Didalam “jagat pakeliran” ada cerita atau
lakon Maguru ada yang menyebut Pandhu swargo yang menceritakan tentang darma
bakti seorang anak kepada orangtuanya yang patut kita teladani. Sosok Bima
satria kedua Pandawa, bersedih hatinya ketika mengetahui orangtuanya yakni
Prabu Pandudewayana atau Pandu dewanata dan ibunya Dewi Madrim dimasukkan ke
dalam Kawah Candradimuka tempat penyiksaan para kawula yang dianggap berdosa
dan menentang perintah para dewa. Kesalahan dan dosa Prabu Pandu Dewanata dan
Dewi Madrim karena berani menaiki Lembu Andini yang merupakan kendaraan Bathara
Guru. Bima ingin memberontak, karena keputusan Bathara Guru dianggap tidak adil
dan tidak sesuai dengan peraturan kadewatan. Karena keberanian Prabu Pandu
Dewanata dan Dewi Madrim menaiki Lembu Andini sudah atas ijin Bathara Guru.
Tidak ada yang salah, dan tidak ada kata menentang aturan dewa.

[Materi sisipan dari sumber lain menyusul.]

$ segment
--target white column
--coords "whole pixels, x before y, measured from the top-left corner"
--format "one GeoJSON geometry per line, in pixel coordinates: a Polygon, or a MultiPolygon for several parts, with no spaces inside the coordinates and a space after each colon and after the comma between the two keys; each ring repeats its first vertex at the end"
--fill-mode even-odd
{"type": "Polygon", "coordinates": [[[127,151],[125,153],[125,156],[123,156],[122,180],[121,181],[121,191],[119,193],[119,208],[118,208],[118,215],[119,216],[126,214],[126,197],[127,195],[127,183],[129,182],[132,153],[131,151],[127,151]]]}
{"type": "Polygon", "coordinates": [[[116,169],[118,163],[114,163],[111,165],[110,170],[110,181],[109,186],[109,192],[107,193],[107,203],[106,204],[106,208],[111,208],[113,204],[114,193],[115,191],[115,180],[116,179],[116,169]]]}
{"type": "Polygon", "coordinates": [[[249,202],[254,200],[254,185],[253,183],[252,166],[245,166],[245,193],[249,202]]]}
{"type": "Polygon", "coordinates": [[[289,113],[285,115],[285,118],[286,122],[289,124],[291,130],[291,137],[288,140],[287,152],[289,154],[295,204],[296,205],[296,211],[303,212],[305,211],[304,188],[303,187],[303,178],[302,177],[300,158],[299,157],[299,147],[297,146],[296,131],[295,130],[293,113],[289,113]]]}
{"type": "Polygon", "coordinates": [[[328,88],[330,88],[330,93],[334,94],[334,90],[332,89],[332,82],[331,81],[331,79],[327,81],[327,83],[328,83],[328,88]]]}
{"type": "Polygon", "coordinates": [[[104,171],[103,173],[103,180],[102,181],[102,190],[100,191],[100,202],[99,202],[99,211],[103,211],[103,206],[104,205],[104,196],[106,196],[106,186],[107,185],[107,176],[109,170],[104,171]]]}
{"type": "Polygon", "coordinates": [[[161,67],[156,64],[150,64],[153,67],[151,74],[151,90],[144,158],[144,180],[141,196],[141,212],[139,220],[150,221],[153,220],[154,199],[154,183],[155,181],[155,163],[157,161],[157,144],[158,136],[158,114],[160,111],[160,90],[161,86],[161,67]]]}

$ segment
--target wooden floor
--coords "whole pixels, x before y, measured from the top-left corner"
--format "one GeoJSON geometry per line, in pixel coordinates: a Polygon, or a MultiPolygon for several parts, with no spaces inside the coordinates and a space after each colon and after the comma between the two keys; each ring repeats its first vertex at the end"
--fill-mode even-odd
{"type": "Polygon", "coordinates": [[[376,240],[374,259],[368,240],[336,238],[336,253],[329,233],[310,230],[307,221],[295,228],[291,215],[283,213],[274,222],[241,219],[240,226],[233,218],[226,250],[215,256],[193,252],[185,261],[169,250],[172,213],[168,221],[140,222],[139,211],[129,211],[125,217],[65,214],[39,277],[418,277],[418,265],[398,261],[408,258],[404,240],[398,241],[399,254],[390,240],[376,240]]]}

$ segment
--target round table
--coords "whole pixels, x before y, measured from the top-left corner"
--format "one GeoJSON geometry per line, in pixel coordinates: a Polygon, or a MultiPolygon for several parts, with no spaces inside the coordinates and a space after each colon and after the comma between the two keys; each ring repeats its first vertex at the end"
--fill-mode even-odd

Namun apalah
daya, sebaik dan sebenar apapun tindakan kawula jika tidak sesuai dengan
keinginan dewa tetaplah dianggap salah. Bima sadar keterbatasan dan
kelemahannya sebagi kawula yang tidak akan mampu melawan keputusan dewata.
Namun Bima adalah Bima, sosok satria tangguh dan teguh pada prinsipnya. Apapun
resikonya seorang anak harus dan wajib hukumnya berbakti kepada orangtuanya.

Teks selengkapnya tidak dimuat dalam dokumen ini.